BTW, when I first saw your tag, I read "tefillin knot", which should tell you how thoroughly over-digested is my religious education.

Sunny CA said...

Knot Tellin:

Thanks for your insightful addition to the original post. I wish you a speedy recovery.

Knot Tellin said...

Since we're double dipping...

Rob Lindeman:
I went through a similar process (well, not the tefillin...). I was quite sure that I was not paternalistic, condescending, overly directive, dismissive... and so on with my patients. Eventually - and I am very grateful it took only a few years - a patient who had been a medical professional started me thinking very deeply and in practical terms about the power differential in the therapeutic relationship.
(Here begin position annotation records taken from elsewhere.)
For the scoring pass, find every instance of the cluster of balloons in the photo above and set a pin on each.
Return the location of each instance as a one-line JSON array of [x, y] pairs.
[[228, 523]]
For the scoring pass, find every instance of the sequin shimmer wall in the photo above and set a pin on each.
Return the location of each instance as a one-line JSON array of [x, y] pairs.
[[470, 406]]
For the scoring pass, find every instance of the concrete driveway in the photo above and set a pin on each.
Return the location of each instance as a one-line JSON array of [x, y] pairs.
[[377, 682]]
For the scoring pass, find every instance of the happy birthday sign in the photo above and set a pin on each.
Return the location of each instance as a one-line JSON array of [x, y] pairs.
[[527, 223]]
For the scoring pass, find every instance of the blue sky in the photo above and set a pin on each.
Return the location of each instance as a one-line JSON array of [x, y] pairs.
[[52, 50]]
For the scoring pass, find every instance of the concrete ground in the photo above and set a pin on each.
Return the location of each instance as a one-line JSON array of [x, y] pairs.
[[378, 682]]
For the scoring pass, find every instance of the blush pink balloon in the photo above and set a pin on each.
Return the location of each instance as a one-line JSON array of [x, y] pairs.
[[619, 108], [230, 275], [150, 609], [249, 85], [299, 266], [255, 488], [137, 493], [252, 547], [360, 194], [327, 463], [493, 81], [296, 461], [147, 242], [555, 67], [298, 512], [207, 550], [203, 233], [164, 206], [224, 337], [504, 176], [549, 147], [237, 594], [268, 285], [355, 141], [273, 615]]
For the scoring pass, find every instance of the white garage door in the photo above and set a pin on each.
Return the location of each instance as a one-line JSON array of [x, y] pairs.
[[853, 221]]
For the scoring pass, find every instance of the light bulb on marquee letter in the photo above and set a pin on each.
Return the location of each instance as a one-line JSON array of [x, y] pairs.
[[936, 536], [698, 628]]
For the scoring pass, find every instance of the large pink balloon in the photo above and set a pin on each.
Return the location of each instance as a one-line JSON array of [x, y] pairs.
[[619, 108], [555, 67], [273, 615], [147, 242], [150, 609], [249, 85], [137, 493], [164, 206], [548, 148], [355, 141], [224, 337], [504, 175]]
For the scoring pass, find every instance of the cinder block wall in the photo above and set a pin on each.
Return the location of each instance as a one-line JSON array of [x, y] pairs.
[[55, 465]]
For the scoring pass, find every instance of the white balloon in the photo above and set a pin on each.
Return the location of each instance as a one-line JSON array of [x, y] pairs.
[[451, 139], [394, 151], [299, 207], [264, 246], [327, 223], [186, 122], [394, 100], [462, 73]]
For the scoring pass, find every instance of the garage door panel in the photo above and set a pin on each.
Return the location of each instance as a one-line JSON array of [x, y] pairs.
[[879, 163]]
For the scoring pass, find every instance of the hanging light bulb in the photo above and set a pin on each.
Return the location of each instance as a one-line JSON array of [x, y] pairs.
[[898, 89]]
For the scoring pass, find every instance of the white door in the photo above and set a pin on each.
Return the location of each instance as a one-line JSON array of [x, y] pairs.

I had said all the right things before, but hadn't really grasped my own part in it.

The process was continued by a very confused and disoriented patient who had been ill for most of her adult life. She began to mirror my verbal and nonverbal language to me. It was like looking into a magic mirror - the image is distorted like a funhouse mirror, but it somehow shows you truths about yourself by means ofthe distortions.

Since then I have been a lot more humble. The power disparity remains, however, and I believe that it is unavoidable, instrinsic to the relationship. All I can do is be aware of it and encourage my patients to be open in discussing it.

Sunny CA:
Thank you very much indeed.

To the Shrinkrappers:
Thank you for inviting us into your living room. I'll come visit again, if I may.

Shrink2B said...

I'm sure someone will tear this list to shreds and ridicule me for each one - but nevertheless, here it is:

Each specialty has a catch all diagnosis that gets overused. There are people who have it - then there are all those people with a few symptoms, and it doesn't really fit anything, so we call it a specific ailment so they can get treated. Here's the list I made in Medical School:

Psychiatry – bipolar
OB/GYN – fibroids
Rheumatology – Fibromyalgia
Pediatrics – URI
Orthopedics – arthritis
Gastroenterology – IBS
Urology – BPH
Dermatology – eczema
Plastic Surgery – UCA (Unacceptable Cosmetic Appearance)
E.R. – Rule out Chest Pain
Neurosurgery – DDD
Cardiology – Angina
Family Practice – Bronchitis
Endocrinology – Pre-diabetes
Neurology – Altered mental Status

SG said...

Shrink2B: That is a GREAT list! It's very useful for patients to keep in mind so they can protect themselves from over-diagnosis! Thanks again!

rob lindeman said...

I like URI for peds, cuz it means you get to leave the kid alone, which is as it should be...

Anonymous said...

Rob: If you cannot teffilin properly, that makes you a head case. do not delete--this is a pun, not an insult.

verification" bidshook: nuf said

Sideways Shrink said...

I love this blog. Thanks Dinah, Roy and Clink Shrink for all your new hard work moderating us grouches....

camobel said...

Thanks so much for the article, quite useful material.